Я читал продолжение «Василия Теркина» без раздражения, даже с удовольствием. Это была несомненная поэзия в отличие от прикладного, утилитарного, полухалтурного Фомы Смыслова. Но только не моя поэзия, хоть и был я в ту пору изрядным эклектиком и нравились мне (как, впрочем, и сейчас) самые различные вещи.
Читал, но не перечитывал, хотя строки «Не зарвемся, так прорвемся» или «Я одну политбеседу повторял: не унывай!» запомнились на всю жизнь.

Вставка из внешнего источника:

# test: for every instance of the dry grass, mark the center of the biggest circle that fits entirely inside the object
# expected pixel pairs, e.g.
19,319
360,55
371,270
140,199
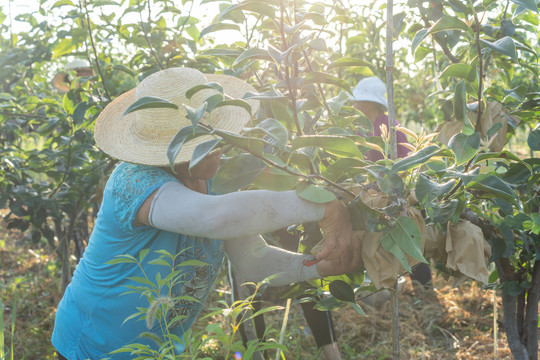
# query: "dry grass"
447,323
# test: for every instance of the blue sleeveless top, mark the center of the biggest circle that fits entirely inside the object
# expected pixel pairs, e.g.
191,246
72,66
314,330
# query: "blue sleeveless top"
91,318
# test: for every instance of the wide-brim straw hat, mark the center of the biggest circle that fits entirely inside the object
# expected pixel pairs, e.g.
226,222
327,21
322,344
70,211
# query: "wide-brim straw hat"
143,136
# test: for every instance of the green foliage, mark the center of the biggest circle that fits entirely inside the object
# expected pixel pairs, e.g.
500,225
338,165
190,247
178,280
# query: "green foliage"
303,58
160,295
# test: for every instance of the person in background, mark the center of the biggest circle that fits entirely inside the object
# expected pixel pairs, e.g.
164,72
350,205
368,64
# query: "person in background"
150,208
63,79
369,96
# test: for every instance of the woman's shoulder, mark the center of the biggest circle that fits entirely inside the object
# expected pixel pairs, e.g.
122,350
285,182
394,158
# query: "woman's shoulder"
129,176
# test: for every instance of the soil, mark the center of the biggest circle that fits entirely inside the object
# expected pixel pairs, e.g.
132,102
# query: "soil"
439,323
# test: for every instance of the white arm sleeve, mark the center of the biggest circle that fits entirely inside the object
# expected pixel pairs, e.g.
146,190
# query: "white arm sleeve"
178,209
254,260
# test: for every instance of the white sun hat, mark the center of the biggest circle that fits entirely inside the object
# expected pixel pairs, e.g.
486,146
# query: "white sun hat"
143,136
61,79
370,89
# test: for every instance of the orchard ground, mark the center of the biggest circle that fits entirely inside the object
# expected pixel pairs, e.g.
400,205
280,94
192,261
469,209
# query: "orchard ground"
447,323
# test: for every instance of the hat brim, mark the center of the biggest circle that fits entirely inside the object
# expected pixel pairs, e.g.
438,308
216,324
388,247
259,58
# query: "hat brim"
116,134
370,98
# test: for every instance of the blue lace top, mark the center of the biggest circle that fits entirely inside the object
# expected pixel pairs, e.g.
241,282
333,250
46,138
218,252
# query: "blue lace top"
91,318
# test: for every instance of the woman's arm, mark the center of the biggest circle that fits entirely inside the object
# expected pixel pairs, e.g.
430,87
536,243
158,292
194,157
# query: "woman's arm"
254,260
176,208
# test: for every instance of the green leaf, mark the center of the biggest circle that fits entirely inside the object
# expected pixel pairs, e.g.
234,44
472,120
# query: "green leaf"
503,155
336,103
391,183
494,186
268,95
505,46
62,3
418,158
341,291
426,190
149,102
328,303
342,167
533,140
447,22
202,150
324,78
253,145
253,53
418,37
274,129
218,27
142,280
421,53
64,47
185,134
358,309
192,262
235,102
336,145
253,6
364,217
528,4
237,173
314,193
197,88
462,71
465,147
221,52
460,102
282,112
406,235
349,62
275,180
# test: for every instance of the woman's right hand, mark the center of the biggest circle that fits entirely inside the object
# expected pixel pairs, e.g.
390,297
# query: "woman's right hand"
341,249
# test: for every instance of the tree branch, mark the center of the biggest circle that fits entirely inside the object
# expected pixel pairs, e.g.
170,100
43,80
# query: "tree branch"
284,47
510,325
478,126
531,315
94,49
145,33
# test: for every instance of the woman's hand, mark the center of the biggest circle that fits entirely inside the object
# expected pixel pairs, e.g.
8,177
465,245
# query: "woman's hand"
341,248
336,266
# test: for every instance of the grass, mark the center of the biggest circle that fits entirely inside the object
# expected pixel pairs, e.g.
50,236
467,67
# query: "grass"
448,323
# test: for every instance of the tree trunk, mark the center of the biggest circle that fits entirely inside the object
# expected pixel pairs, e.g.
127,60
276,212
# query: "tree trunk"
510,320
531,317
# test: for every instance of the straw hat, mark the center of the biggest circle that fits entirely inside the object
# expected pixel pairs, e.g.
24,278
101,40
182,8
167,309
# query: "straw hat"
370,89
61,80
143,136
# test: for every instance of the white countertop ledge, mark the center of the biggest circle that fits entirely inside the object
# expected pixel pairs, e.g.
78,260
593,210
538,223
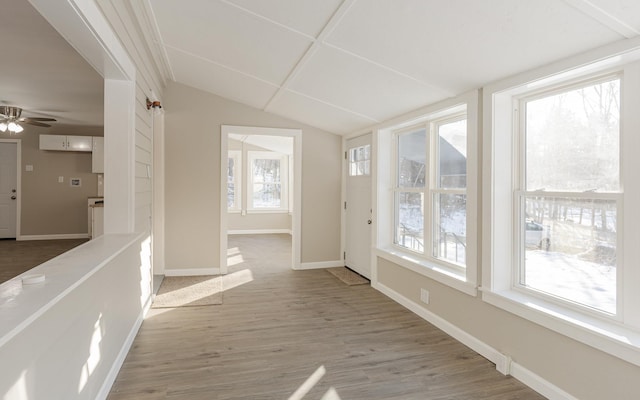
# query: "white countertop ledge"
21,305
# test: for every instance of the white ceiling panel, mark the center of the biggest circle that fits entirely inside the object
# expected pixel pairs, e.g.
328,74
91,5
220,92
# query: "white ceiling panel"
318,114
225,34
203,75
306,16
355,84
461,44
626,11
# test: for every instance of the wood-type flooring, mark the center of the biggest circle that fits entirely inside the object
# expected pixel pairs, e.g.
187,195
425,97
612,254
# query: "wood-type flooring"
277,327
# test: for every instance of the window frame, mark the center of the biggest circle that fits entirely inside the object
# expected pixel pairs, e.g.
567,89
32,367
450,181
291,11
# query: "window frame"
521,193
461,279
618,336
253,155
237,179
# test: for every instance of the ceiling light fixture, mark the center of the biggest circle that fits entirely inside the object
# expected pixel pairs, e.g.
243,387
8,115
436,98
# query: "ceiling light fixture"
10,120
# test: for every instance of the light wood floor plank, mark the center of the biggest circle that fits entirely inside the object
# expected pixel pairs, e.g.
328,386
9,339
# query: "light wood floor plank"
272,333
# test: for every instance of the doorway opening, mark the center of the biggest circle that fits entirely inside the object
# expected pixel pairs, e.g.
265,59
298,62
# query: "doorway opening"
260,186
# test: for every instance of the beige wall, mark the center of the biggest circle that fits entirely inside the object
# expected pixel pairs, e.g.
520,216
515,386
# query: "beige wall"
193,119
578,369
49,207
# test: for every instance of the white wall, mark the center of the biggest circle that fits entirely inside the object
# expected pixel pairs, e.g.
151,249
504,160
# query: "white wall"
193,120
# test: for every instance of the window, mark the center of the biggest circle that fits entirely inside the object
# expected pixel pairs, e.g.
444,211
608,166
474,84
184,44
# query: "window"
360,160
234,179
561,215
569,195
267,186
430,195
426,193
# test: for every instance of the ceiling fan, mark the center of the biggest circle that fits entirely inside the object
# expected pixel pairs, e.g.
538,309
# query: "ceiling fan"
10,119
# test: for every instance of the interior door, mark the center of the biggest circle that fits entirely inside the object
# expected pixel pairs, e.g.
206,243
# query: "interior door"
8,189
358,205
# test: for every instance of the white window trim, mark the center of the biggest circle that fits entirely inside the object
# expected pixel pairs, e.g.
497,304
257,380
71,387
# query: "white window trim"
284,182
466,280
237,156
608,335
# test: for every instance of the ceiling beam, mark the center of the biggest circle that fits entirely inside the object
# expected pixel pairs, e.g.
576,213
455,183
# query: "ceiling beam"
604,17
326,31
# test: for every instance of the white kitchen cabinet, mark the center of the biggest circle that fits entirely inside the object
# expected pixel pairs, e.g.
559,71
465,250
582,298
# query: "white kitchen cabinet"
97,155
65,143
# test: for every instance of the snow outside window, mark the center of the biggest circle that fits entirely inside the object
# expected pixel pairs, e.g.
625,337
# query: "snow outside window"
234,181
268,177
561,211
430,200
569,195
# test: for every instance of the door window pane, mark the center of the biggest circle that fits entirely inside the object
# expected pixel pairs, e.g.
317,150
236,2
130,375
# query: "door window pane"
231,194
572,140
360,160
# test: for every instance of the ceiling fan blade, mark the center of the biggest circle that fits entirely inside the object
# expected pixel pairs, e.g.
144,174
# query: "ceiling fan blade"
27,119
36,123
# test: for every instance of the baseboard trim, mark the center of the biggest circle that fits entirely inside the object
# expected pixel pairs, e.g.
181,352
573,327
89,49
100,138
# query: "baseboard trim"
126,346
192,272
537,383
503,363
54,236
257,231
321,265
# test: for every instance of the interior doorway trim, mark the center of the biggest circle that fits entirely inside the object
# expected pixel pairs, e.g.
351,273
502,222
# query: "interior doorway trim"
296,225
18,143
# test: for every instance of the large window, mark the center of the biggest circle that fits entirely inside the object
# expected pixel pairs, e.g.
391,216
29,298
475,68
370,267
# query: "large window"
267,181
234,179
569,195
561,202
430,191
427,193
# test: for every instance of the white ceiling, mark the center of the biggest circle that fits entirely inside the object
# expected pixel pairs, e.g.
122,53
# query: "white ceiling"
41,73
345,65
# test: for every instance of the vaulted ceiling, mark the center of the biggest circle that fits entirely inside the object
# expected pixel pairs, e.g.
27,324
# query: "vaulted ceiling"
41,73
345,65
340,65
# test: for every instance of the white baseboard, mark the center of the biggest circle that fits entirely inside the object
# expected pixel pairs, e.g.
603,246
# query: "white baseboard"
321,265
192,272
504,364
54,237
540,385
257,231
126,346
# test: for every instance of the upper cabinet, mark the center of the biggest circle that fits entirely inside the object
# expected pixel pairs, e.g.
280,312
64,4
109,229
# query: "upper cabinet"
66,143
97,157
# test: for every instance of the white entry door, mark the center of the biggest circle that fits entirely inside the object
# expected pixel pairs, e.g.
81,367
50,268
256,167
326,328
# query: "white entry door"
8,189
358,205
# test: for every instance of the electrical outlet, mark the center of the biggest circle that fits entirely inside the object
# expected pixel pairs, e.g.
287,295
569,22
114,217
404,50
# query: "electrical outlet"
424,296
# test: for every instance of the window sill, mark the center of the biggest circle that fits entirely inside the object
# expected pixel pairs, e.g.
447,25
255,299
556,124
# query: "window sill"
437,272
609,337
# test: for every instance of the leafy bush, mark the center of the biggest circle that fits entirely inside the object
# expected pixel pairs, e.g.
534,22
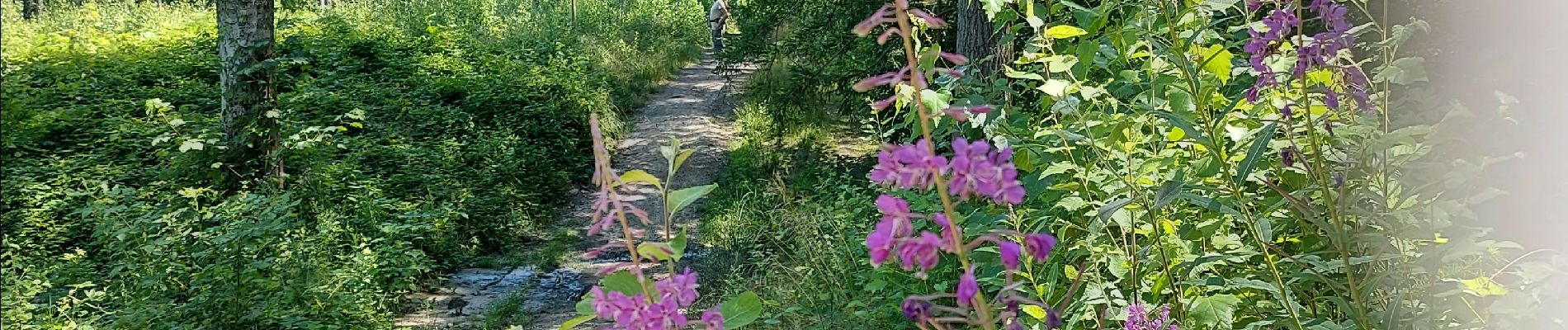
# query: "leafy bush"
418,134
1170,179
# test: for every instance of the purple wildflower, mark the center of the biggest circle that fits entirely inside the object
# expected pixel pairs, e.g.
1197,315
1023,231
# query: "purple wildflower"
881,241
916,310
977,171
930,21
712,319
1040,244
921,252
947,230
1010,252
909,166
968,286
1139,319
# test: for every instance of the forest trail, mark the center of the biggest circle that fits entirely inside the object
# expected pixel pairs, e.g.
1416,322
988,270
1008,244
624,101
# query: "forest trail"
695,106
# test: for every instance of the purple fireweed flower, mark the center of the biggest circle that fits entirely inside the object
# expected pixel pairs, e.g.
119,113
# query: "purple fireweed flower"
968,286
1287,157
979,171
916,310
1015,324
883,104
880,80
880,16
921,252
681,288
895,209
909,166
886,35
1040,244
1139,319
881,241
712,319
961,113
930,21
1010,254
947,230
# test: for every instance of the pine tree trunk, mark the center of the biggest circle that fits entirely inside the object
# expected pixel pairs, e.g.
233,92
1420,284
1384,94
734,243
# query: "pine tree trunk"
31,8
245,40
977,41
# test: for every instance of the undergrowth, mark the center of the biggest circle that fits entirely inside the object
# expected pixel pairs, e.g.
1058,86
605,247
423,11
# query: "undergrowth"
419,134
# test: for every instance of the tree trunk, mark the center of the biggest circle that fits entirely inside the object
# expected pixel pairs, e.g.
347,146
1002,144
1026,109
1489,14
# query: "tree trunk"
250,118
31,8
977,40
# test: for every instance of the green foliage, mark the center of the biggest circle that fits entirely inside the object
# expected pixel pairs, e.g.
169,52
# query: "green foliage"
418,136
1141,152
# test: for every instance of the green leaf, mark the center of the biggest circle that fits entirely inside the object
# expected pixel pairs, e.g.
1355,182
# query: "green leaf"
656,251
1184,125
640,176
1062,31
585,305
1216,59
191,144
1482,286
574,323
1111,209
1056,88
1404,71
740,310
991,7
1214,312
933,101
1170,190
621,282
1254,153
1035,312
686,197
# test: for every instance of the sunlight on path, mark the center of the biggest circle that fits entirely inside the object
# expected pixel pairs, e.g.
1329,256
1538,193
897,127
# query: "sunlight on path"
697,108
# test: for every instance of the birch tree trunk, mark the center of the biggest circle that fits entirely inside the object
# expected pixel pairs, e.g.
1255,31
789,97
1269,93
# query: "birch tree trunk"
977,41
31,8
250,118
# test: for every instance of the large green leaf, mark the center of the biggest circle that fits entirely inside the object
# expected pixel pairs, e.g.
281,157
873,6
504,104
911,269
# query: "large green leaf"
1111,209
656,251
1254,153
1214,312
740,310
1186,127
686,197
621,282
1062,31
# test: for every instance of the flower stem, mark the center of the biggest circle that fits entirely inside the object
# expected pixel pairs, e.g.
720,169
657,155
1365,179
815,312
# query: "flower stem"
907,31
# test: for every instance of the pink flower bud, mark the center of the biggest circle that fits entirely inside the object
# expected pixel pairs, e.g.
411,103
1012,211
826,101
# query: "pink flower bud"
956,59
930,21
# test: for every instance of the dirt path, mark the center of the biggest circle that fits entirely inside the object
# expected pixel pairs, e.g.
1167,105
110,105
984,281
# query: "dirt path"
695,106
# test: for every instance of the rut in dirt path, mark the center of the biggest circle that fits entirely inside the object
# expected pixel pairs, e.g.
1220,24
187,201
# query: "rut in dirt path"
697,108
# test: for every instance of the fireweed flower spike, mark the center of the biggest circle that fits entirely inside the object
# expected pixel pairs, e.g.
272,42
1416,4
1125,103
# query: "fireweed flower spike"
660,305
975,172
1139,319
966,288
1319,50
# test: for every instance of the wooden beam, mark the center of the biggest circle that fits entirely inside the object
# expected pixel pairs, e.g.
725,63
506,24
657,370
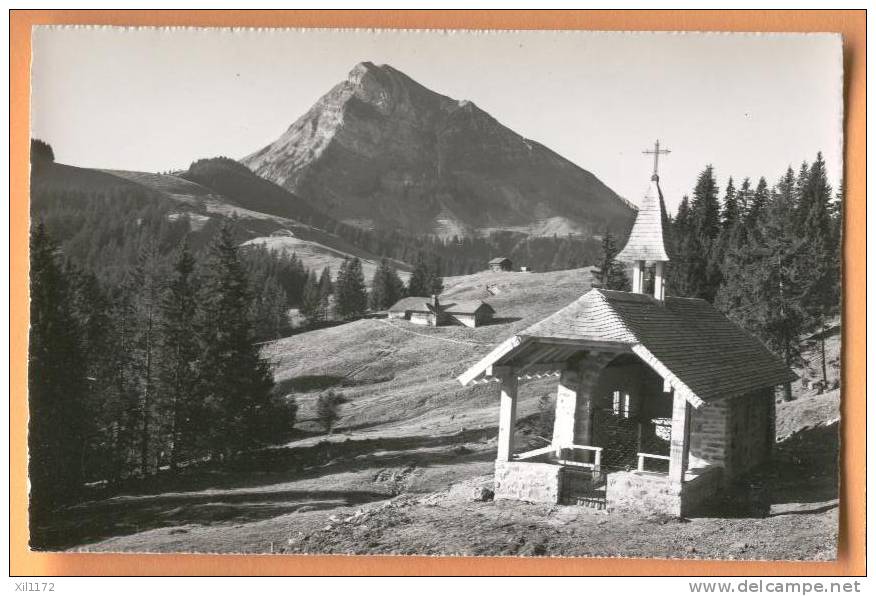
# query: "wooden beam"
586,344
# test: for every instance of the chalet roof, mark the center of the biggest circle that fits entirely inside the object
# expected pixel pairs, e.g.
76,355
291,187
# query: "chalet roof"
701,353
648,241
466,307
412,303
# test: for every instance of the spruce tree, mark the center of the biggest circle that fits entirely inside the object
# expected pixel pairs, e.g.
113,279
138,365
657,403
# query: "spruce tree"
57,383
420,283
762,289
351,298
386,287
730,213
311,300
236,380
326,291
179,366
609,273
757,206
696,271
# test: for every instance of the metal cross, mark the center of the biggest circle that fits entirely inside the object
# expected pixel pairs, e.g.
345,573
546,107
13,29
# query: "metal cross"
656,153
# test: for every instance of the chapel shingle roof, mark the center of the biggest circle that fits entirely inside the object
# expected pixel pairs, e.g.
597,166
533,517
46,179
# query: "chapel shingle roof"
412,303
698,345
648,239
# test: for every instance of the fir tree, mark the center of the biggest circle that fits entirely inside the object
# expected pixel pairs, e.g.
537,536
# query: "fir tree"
327,409
237,382
180,362
56,381
326,291
419,283
311,300
386,287
609,273
144,284
730,213
762,289
351,298
695,271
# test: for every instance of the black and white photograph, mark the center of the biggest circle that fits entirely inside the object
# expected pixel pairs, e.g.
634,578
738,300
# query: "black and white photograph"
425,292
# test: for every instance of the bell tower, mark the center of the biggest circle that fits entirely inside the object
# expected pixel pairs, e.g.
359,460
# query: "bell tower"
648,241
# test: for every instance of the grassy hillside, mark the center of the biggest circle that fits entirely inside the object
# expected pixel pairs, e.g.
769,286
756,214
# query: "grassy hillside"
316,255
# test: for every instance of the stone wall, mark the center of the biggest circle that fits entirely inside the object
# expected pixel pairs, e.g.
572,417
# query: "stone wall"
528,481
709,441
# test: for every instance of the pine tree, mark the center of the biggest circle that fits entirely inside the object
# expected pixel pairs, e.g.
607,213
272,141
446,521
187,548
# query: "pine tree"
436,276
327,409
180,357
757,206
695,272
144,285
730,213
743,199
386,287
609,273
57,382
816,230
236,381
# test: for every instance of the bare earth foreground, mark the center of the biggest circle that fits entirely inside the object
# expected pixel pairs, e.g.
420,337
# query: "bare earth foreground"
403,471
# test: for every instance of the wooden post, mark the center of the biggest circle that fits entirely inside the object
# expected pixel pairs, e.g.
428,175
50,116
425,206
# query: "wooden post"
679,446
507,412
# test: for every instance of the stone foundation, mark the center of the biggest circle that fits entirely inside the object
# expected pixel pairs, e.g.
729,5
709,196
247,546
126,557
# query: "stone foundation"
652,493
528,481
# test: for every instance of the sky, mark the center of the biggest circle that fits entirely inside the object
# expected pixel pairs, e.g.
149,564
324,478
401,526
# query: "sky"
158,99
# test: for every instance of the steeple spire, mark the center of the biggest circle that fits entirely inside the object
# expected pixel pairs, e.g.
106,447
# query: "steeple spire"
648,241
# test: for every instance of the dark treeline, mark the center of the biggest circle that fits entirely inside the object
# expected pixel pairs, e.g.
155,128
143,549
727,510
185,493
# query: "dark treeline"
766,255
462,256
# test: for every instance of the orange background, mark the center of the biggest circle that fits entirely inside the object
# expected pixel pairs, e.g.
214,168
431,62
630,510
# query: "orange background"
851,555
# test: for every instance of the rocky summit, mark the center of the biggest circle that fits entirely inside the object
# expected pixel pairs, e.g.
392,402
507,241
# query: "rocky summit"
381,150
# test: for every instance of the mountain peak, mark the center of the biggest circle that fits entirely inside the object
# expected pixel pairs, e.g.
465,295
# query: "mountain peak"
382,150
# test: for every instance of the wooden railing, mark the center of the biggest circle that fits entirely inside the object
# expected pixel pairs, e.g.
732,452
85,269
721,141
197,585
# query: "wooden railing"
557,450
644,456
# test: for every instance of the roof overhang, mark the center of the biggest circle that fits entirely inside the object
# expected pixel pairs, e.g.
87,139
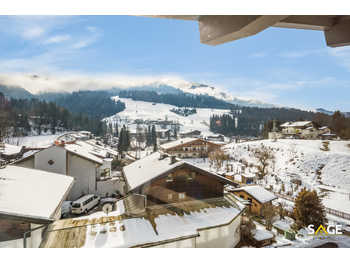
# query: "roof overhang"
219,29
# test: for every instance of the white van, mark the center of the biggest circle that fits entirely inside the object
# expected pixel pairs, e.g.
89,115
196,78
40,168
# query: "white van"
84,204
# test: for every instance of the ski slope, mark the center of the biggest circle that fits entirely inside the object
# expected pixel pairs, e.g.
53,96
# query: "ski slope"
301,159
158,111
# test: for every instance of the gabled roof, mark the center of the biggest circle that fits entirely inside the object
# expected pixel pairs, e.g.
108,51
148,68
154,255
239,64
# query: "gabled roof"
31,195
176,143
153,166
258,193
182,141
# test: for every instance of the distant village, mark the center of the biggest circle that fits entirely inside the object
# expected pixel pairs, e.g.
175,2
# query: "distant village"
150,185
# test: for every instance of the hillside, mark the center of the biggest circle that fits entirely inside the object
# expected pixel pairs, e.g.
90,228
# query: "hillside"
157,111
301,159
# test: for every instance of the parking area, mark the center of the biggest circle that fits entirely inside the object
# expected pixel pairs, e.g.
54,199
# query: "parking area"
66,207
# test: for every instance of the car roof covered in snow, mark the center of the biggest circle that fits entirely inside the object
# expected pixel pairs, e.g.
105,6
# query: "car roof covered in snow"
154,165
30,194
258,192
143,231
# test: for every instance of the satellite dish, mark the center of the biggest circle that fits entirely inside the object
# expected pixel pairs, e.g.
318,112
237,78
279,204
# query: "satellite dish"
107,208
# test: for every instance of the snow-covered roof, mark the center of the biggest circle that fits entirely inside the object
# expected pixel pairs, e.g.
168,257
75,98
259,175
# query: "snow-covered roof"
336,203
142,231
79,148
31,194
295,124
261,234
283,224
258,192
323,128
179,142
152,166
10,149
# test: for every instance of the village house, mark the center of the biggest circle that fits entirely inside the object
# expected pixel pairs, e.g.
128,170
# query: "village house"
190,134
258,196
10,152
301,130
295,128
190,148
169,203
88,163
30,201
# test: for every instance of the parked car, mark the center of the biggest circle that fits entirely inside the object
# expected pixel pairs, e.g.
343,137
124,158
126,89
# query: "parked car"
85,203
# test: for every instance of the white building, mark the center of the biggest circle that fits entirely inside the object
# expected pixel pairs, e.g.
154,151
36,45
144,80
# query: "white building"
88,163
30,200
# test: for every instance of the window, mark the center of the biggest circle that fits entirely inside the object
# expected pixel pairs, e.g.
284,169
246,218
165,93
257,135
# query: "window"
182,196
191,176
169,178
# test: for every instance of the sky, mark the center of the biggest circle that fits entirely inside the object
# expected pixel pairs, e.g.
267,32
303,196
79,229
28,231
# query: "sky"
285,67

Первое, что у Твардовского понравилось мне полностью, было «Дом у дороги».
Война кончилась, отменив скидки, допуски на военное положение. Надо было писать о ней всю правду, и, вернувшись с войны, я обнаружил, что у Исаковского во «Враги сожгли родную хату» и у Твардовского в новой поэме эта правда наличествует, а у моих учителей, у Сельвинского в частности, отсутствует.
Хотя столь полное удовлетворение, как от «Дома у дороги», я от больших вещей Твардовского не испытал впоследствии ни разу, разве что от немногих его лирических стихотворений, хотя в «За далью — даль» он вернулся к своей главной линии — реалистического мифа, современной сказки, тем не менее после «Дома у дороги» стал для меня одним из самых главных современных поэтов.